2月11日午後3時15分から午後6時30分まで,貿易経済に関する日露政府間委員会第9回会合が開催されたところ,概要は以下のとおり。日本側は前原外務大臣が議長を務め,外務省の他,経済産業省が参加。ロシア側は,フリステンコ産業貿易大臣が議長を務め,経済発展省,外務省等が参加。
1 意義
日露首脳レベルで,政治と経済を含め,日露関係をあらゆる分野で拡大していくことで一致していることを受けて,互恵的な経済関係の進捗に向けて議論。とりわけ,資源確保や日本企業の海外展開の促進といった,日本経済の活性化という観点からも有意義な会談となった。
2 主な成果
(1)官民経済会合(円卓会議)の開催に向けた調整の開始
日露経済関係を具体的に進捗させるため,本年中にロシアにおいて,前原大臣及びフリステンコ産業貿易大臣をはじめとする日露政府ハイレベル及び日露企業関係者が参加する官民会合(円卓会議)を開催することで原則的に一致。
(2)相談窓口の設置
両国企業関係者が,案件進捗に際して直面する問題(コンプライアンス,行政手続等)について相談するための窓口を日露政府内に設けることで一致し,貿易投資分科会の両議長(日本側:西宮伸一外務審議官,ロシア側:スレプニョフ経済発展省次官)が窓口に指名された。
(3)個別案件に関する働き掛け
前原大臣より,日本経済にとってプラスとなるプロジェクトを後押しするとの観点から,エリガ炭田開発,サハリン3など,日本企業が関心を有している案件について,ロシア側への働き掛けを実施。
3 具体的案件の進捗
- (1) 2010~2011年にかけて,資源エネルギー分野や,2012年ウラジオストクAPEC関連インフラ事業への日本企業の参画,エネルギー効率の向上に寄与する案件,日本の各種製造業のロシア進出等で成果があったことを歓迎し,高く評価。
- (2) これまでにロシア側から言及があった分野を中心に日露間協力にとって有望な分野(注:両大臣が署名した覚書(骨子別添)にリストを記載)を確認するとともに,民間企業間の協力発展のため両国政府による支援を強化することで一致。
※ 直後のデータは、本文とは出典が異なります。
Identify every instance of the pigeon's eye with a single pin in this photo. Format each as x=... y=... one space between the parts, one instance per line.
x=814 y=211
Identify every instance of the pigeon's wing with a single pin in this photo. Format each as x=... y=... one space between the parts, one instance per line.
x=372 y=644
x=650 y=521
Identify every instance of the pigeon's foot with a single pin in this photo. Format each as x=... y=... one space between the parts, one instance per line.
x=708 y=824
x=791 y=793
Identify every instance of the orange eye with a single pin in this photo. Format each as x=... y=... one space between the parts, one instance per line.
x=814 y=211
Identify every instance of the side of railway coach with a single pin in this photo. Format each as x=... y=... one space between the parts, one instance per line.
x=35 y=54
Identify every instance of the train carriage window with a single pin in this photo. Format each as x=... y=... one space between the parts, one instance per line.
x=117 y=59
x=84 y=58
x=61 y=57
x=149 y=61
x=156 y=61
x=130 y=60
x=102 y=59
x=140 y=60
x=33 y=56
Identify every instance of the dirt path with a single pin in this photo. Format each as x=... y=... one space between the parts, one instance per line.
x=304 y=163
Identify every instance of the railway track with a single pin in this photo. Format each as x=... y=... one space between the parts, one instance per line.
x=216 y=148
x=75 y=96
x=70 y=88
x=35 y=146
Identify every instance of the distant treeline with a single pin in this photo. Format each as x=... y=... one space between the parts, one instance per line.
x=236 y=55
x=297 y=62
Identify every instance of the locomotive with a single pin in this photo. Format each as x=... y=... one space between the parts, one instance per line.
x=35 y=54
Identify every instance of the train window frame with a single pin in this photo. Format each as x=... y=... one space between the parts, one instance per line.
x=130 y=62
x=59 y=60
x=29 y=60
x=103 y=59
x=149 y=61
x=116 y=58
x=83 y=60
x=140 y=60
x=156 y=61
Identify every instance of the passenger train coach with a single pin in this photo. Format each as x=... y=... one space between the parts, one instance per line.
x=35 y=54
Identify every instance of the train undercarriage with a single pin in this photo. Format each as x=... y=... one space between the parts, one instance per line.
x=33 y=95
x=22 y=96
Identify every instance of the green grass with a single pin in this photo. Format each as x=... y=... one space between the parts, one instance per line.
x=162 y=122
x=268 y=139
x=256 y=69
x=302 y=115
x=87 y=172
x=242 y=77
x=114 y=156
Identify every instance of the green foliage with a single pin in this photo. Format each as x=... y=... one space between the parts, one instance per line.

また,今後,両国経済界の要望を踏まえ,本リストの拡充・具体化を行っていくことを確認。
- (3) 前原大臣より個別案件に関する働き掛けを実施(2.(3)参照)。
4 貿易投資環境整備
経済関係拡大に向けた貿易投資環境の整備の重要性に一致し,相談窓口の設置に一致するとともに(2.(2)参照),通関手続・規格取得手続等の行政手続の簡素化や,税制・インフラ料金等の案件の経済性に影響を与える各種制度の最適化と予見可能性の確保が重要であり,必要な取組を行っていくことを確認。
5 その他
(1)ロシアの経済近代化
2010年11月に日本外務省,ロシア大統領府との間で開催された「ロシアの経済近代化に関する日露経済諮問会議」を歓迎。省エネルギー分野をはじめとして,ロシアの経済近代化に関連した分野でも互恵的な取組を進めることを確認。
(2)地域間交流の促進
地域間交流分科会の活動を通じた両国地域間交流を活性化させる必要性につき一致。両国政府として,日本の地方自治体,ロシア連邦構成主体との交流を積極的に支援していくことを確認。
(3)日本センター等
ロシア6都市に設置された日本センターやロシアNIS貿易会をはじめとする貿易投資促進機構によるビジネスマッチング活動等を評価。
(4)懸案事項
- ア 前原大臣から,ロシアの自動車輸入関税引き上げ措置への懸念を表明し,保護主義的な措置の即時撤廃を主張。フリステンコ大臣は,WTO加盟後にはWTO協定上の全ての約束を遵守する旨述べた。
- イ 前原大臣から,ロシアによる穀物禁輸措置及びそれによる外国企業の損害について指摘し,改善を申入れた。フリステンコ大臣は,穀物禁輸は繰り返されないことを期待する,また(企業の損害という)ネガティヴな事例が今後生じないことを期待する旨述べた。
- 【参考】貿易経済に関する日露政府間委員会
1994年11月,サスコベッツ第一副首相と河野洋平外務大臣との間で署名された覚書に基づき,第1回会合を1996年3月に開催。現在は,日本側は外務大臣,ロシア側は産業貿易大臣が共同議長。前回は,2008年10月に第8回会合を開催。2009年12月及び2010年4月には共同議長間会合を実施。